If I were you - I’d try setting up pfsense on a spare machine just to try it out - I’ve never had an issue setting it up on bare metal, virtual machine may be different…
On a Linux box with nft, it could be just three rules, e.g.:
table inet stateless-dnat-for-ntp {
chain prerouting {
type filter hook prerouting priority raw - 1; policy accept;
iifname "e*" udp dport 123 ip daddr 10.0.0.200 ip daddr set 192.168.142.4 notrack counter packets 144881852 bytes 11012468732
iifname "a*" udp sport 123 ip saddr 192.168.142.4 notrack counter packets 144614292 bytes 10990686960
}
chain postrouting {
type filter hook postrouting priority raw - 1; policy accept;
oifname "e*" udp sport 123 ip saddr 192.168.142.4 ip saddr set 10.0.0.200 notrack counter packets 144614292 bytes 10990686960
}
}
On modern Linux systems, iptables is just a frontend for nftables anyway. The “- 1” in “priority raw - 1” means that these rules get executed before any nftables rules installed by iptables, so the two don’t get in each other’s way.
And the US zone is even worse off in that respect than the BE zone currently, where a server serving both the BE and NL zones at 3Gbit for both IPv6 and IPv4 will get you less than 3 Mbps per direction (though I found that even within a zone, servers with the same netspeed setting can still get noticeably different actual traffic rates).
It’s fairly obvious to anyone who understands how NAT actually works that it’s best to do stateless (or even better, no) NAT on UDP services like NTP and DNS. It’s just that it’s pointless to keep saying so when the other party is going to just keep ignoring that fact.
For those who have never thought about NAT and are used to their Internet “just working” before they tried to do something like providing an NTP server to the public Internet, I agree it would be worth pointing this out as number 1 in the list of things to do for a good outcome.
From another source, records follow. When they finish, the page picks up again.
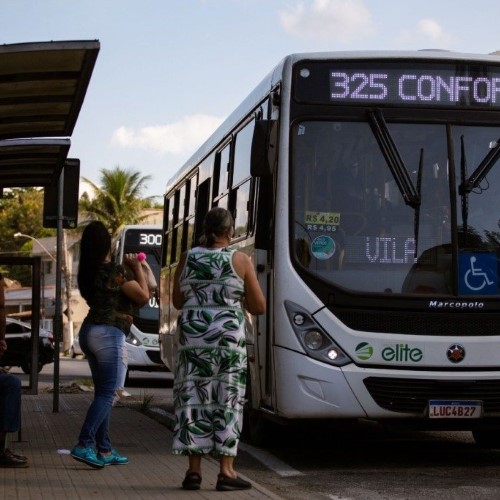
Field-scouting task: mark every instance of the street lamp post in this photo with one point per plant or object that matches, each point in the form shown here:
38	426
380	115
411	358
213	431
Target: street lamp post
67	280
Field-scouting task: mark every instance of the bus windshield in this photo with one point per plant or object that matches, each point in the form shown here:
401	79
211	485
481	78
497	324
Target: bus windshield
397	207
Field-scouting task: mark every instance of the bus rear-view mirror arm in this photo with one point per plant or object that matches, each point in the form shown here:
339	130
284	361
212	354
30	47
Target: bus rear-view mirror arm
264	151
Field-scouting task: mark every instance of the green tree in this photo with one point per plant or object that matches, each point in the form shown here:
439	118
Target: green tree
117	201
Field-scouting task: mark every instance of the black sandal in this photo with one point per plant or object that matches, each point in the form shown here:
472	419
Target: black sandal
226	483
192	481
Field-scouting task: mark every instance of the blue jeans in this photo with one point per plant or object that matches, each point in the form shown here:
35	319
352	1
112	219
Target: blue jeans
104	346
10	403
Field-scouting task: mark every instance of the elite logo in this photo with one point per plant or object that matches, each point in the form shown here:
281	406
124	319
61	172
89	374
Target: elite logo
402	353
364	351
399	353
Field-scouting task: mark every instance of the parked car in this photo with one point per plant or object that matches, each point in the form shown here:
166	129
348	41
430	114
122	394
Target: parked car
18	337
143	351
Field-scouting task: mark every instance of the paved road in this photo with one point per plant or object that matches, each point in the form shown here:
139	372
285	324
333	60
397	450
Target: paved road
360	463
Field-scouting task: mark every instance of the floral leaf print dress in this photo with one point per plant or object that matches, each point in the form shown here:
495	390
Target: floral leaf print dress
210	377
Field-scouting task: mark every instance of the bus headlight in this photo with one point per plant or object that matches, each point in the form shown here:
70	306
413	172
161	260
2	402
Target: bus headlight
313	340
316	342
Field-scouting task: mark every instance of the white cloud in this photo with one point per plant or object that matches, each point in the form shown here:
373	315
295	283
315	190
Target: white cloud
427	33
329	20
176	138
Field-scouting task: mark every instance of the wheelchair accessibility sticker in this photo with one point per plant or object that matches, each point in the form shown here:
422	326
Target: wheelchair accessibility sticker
478	273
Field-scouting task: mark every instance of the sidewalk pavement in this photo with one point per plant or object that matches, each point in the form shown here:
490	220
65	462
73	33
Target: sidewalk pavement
153	472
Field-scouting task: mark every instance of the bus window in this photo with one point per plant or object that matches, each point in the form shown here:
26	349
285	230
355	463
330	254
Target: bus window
241	203
146	239
242	148
223	160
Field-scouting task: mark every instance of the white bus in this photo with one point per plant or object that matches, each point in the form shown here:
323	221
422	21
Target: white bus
143	339
366	188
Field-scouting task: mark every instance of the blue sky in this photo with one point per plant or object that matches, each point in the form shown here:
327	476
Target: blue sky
169	71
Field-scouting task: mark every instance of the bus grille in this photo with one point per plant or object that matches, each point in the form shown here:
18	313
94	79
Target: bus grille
413	395
420	323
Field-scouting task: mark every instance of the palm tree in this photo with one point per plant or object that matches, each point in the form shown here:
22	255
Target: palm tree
117	201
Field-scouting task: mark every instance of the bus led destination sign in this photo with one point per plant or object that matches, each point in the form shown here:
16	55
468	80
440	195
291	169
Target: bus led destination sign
444	87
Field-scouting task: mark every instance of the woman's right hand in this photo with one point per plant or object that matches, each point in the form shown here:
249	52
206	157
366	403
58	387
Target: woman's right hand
130	260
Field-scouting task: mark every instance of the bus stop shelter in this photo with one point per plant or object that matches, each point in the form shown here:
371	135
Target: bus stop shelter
42	89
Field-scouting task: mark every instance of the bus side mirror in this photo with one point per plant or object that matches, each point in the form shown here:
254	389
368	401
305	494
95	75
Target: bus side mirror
264	148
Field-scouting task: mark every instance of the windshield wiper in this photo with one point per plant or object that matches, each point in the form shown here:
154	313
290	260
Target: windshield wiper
481	171
391	154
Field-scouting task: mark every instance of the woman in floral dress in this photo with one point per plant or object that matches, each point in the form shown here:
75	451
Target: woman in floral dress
213	285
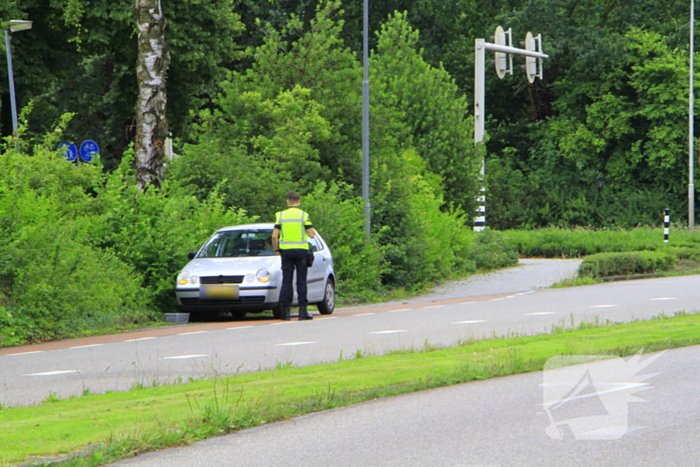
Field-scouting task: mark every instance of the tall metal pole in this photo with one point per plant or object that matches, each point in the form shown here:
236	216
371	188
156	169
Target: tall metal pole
365	119
691	105
479	117
10	74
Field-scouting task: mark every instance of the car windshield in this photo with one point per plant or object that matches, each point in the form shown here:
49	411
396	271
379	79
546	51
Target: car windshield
238	243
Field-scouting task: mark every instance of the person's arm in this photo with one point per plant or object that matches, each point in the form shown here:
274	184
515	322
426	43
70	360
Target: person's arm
275	240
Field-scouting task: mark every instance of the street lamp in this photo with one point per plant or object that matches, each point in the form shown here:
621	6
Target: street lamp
13	26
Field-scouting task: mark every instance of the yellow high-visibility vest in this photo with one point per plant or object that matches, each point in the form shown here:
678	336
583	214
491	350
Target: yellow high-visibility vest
293	223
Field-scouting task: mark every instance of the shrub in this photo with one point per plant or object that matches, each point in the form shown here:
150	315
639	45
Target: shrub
622	264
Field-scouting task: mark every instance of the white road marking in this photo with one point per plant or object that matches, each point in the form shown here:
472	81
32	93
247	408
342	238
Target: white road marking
24	353
184	357
295	343
86	346
54	373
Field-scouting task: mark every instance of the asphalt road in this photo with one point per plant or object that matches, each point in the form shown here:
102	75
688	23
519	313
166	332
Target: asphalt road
498	422
177	353
513	421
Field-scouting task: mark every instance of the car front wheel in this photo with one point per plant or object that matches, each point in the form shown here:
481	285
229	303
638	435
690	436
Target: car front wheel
327	306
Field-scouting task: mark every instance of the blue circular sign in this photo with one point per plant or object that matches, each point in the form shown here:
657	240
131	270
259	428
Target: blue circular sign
70	151
88	150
Along with the unfortunate fact that a typical consumer broadband router may not expose this sort of configuration, leading to a bit of a journey of discovery.
Like I said before, it’s BSD, I have no experiance with BSD.
So it’s not an option.
Anyway, I found that the DrayTek has 2 tables for NAT.
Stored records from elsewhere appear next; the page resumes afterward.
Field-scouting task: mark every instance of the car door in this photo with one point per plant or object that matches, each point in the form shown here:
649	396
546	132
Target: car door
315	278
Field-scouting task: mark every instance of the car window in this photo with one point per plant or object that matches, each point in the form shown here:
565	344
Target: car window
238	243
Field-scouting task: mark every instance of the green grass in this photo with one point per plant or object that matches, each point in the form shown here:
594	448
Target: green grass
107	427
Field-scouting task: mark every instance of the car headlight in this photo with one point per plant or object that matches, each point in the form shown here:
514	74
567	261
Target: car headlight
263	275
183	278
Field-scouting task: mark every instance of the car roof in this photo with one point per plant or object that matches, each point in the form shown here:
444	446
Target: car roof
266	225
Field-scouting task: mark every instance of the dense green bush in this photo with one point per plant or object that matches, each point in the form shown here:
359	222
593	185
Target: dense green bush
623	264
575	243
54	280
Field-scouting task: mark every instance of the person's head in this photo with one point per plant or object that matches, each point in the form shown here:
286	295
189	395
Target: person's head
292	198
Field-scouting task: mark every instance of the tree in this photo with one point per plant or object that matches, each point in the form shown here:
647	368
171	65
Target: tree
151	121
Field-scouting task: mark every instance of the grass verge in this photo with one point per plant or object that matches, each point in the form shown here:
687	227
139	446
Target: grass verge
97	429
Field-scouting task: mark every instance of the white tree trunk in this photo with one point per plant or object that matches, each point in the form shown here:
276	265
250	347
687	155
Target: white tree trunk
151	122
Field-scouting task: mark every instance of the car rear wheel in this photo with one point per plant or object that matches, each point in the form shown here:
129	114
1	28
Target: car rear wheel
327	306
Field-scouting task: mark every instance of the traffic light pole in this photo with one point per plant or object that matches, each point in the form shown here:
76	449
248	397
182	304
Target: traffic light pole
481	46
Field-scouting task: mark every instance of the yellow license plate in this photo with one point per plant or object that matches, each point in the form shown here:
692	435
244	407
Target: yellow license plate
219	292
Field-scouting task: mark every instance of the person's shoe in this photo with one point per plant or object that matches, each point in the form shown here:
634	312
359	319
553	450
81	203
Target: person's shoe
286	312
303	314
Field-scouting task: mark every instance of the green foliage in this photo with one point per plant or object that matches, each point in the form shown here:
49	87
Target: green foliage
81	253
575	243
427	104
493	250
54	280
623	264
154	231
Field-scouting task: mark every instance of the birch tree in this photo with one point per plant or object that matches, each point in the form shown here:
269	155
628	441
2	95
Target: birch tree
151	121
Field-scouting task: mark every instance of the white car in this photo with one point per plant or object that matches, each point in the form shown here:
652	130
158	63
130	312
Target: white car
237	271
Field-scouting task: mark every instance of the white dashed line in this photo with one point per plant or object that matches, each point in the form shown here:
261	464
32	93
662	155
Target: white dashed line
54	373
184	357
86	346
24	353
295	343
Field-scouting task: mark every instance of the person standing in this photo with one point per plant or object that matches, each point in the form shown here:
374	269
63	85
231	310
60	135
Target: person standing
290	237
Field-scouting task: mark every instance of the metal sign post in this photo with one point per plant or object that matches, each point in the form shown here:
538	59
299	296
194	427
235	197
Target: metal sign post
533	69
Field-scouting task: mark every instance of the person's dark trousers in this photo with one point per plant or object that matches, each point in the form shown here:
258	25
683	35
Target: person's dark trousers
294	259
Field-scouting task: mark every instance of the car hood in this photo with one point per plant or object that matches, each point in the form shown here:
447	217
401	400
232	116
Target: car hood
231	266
One that has 60K states and another that is used when SPI is enabled, that one seems limited to 1024 states.
I now disabled the SPI, don’t need it anyway, and NAT-rule-filter-page now shows 60K sessions.
I found others complaining about DNS problems, then they suggested SPI is the issue.
So far so good…as traffic in Mbits was never a problem.
Edit2: I opened a new ticket at DrayTek to fix this problem, as it should not happen when you want performance over ‘security’, as I do not care about security, my servers are secure themselves
Funny you say this, with 100mbit load the CPU went up to 40-50%.
It has never done that before as I was never able to sustain so many sessions.
The ram is about the same.
Before I could not even get those numbers, as the tables crapped out.
I did lower my speed, as it was just a test, this server shouldn’t handle big loads, but it should not make the router go nuts and stop serving/natting, as it did before.
Stupid is, in their manuals they never tell you the impact of leaving SPI enabled, same as filter-rules. I disabled them all and 5000+ sessions was no problem at all. (According to DrayTek modem info)
See, this happened…and no DNS errors or other problems.
Yes I looked at IPfire. But I stick to the DrayTek, it’s working fine now.
I forwarded my configuration to DrayTek and hope to get it performant by default, they are going to look/test it.
As I told them the default settings are a problem and kill performance, it’s really bad.
But it works now, no issues.
It seems even some public cloud can not do NAT right on session tracking…
I have a S2 server in cn zone and with shared 200Mbps bandwidth, and there’s no problem handling iperf UDP traffic at 2Mpps, however when it comes to pool clients, there’s a significant packet loss between public network inbound and private NIC inbound when NTP packets reached ~8kpps (yes they provided both public and private pps charts on the panel so I noticed the differences).
The cloud provider uses 1:1 NAT for instance VPC networks, so I’m assuming they have (mistakenly) enabled some sort of session tracking even though they don’t have to. Conntrack for NTP ports are already disabled on the virtual machine so this won’t be a problem. Chronyd’s CPU load is at ~10% so definitely not bottleneck.
The server’s score dropped rapidly when the bandwidth set above 3Mbps, and IPv4 ntpdate query will encounter heavy packet loss, so I had to keep IPv4 bandwidth at minimum to stay in the pool. (now set to 1.5Mbps, with avg. 3kqps NTP requests).
Had opened a ticket to cloud provider, their engineers are still working on this and never solved this problem…
Considering switching to another cloud provider for v4 traffic.
– EDIT –
Just got response from customer support that the NTP packets somehow triggered the cloud provider’s DDoS protection system and it automatically filtered a part of incoming UDP packets… Negotiating whether they can raising the detection threshold but I wonder they might not willing to do so for a cheap shared VPS like that.. Sigh.
The gaps in the top graph look more like local problems to me, ie. chronyc is unable to query the chrony daemon for some reason. These local queries do not go through your network interface, so ISP’s network configuration should not matter in this case. /var/log/chrony-network-stats.log may have some hints regarding this.
What laymen typically call a modem is actually a modem, a gateway, a router, a bridge, an access point, a DHCP server, a DNS server… you get the drift.